As DSW does not export through the northern border, the company was not affected by border jams or closures, he said, adding that DSW would continue to promote online exports.
Kien Thuan Co-operative in Yen Bai Province said that online export helped promote the cooperative’s tea products to many potential markets, including North America and the Middle East.
The cooperative’s deputy director Do Tuan Luong said that cross-border trade via e-commerce platforms helped expand the company’s export revenue by 80 per cent.
He said the sale via e-commerce platforms was relatively stable, adding that the cooperative would continue to increase online exports.
He said that selling products abroad via e-commerce platforms emerged as an effective channel to expand exports while traditional international trade was affected by the pandemic.
Dang Hoang Hai, director of the Ministry of Industry and Trade’s Department of E-commerce and Digital Economy, said that the impressive development of e-commerce was due to the change in the thinking of sellers and exporters.
Notably, SMEs, even micro-sized enterprises and cooperatives, were now ready to sell online. “This is a big change in the way enterprises sell things to the world,” he said.
Alibaba’s statistics showed that the volume of goods sold via the platform increased by 34 per cent in 2021 against 2020, to 7.2 million units.
Deputy Minister of Industry and Trade Do Thang Hai said digital-based trade promotion would be enhanced this year.
He said it was important that enterprises be active in using cross-border e-commerce to promote exports and look for partners.
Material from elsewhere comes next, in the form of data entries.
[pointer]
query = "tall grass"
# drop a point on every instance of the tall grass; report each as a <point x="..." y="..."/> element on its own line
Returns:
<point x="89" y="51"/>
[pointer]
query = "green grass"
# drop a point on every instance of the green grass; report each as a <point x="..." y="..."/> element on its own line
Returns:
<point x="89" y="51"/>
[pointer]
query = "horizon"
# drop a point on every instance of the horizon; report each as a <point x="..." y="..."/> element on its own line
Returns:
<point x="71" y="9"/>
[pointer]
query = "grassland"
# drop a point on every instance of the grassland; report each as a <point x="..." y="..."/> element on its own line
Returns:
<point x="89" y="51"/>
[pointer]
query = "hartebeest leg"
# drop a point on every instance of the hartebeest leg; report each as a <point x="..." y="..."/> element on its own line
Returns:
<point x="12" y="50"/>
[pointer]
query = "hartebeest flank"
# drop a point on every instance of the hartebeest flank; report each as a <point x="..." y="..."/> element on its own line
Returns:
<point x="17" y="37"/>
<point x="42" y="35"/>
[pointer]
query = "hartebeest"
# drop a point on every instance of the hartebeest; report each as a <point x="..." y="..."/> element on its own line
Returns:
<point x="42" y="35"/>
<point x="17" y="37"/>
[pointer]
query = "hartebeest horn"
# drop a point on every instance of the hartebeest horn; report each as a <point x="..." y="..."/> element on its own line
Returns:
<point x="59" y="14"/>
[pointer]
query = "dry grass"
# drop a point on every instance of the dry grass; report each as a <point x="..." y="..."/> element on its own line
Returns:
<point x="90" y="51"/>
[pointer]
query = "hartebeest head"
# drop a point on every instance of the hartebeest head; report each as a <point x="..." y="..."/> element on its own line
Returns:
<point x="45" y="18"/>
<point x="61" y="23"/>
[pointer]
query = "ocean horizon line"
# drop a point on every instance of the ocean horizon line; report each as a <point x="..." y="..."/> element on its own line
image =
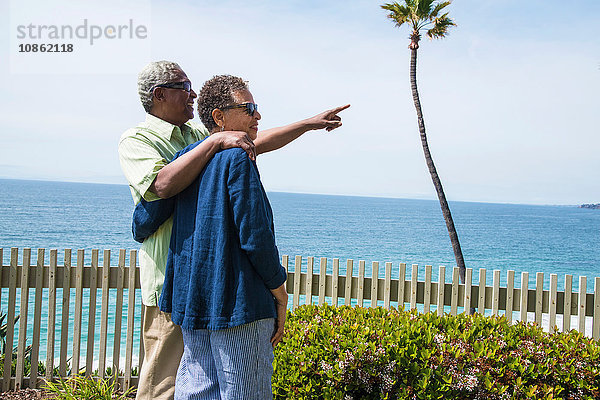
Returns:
<point x="374" y="196"/>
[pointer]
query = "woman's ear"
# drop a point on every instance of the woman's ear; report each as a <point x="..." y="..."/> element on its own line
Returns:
<point x="219" y="118"/>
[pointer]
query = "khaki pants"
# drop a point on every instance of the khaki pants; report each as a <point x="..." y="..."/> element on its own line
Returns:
<point x="163" y="348"/>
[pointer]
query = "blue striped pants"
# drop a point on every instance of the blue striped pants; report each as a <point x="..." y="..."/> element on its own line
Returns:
<point x="234" y="363"/>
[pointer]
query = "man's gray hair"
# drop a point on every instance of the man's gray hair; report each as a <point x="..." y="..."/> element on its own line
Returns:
<point x="155" y="73"/>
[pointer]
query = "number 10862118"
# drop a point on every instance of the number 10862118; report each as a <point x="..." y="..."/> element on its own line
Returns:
<point x="46" y="48"/>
The ministry’s Trade Promotion Agency and Alibaba recently inaugurated the Vietnam Pavillion on the e-commerce site, which would be run within one year to promote Vietnamese products. The cooperation also aimed to increase digital transformation capacity for Vietnamese enterprises.
Statistics of the Vietnam E-commerce Association showed that cross-border e-commerce in 2021 rose by 25.7 per cent against 2020.
Nguyen Duc Trung, Deputy Director of the Enterprise Development Agency under the Ministry of Planning and Investment, said that the Vietnamese economy was switching to a digital economy, in which e-commerce was a core factor.
Trinh Khac Toan from Amazon Global Selling said that e-commerce was an inevitable trend. At the same time, traditional retail slowed down due to the pandemic, adding that cross-border trade posted impressive growth since 2019, and the trend would continue to be robust until 2024.
He added that cross-border trade would help remove complicated traditional export methods while making it easier to access consumers around the globe.
Amazon said that the number of SMEs in Vietnam earning revenue of around $100,000 on Amazon increased by 18 per cent against 2020, with $500,000 revenue by 53 per cent.
To promote online exports, he said enterprises should focus on building brands, understanding the targeted markets’ regulations, developing promotion plans, and diversifying delivery methods.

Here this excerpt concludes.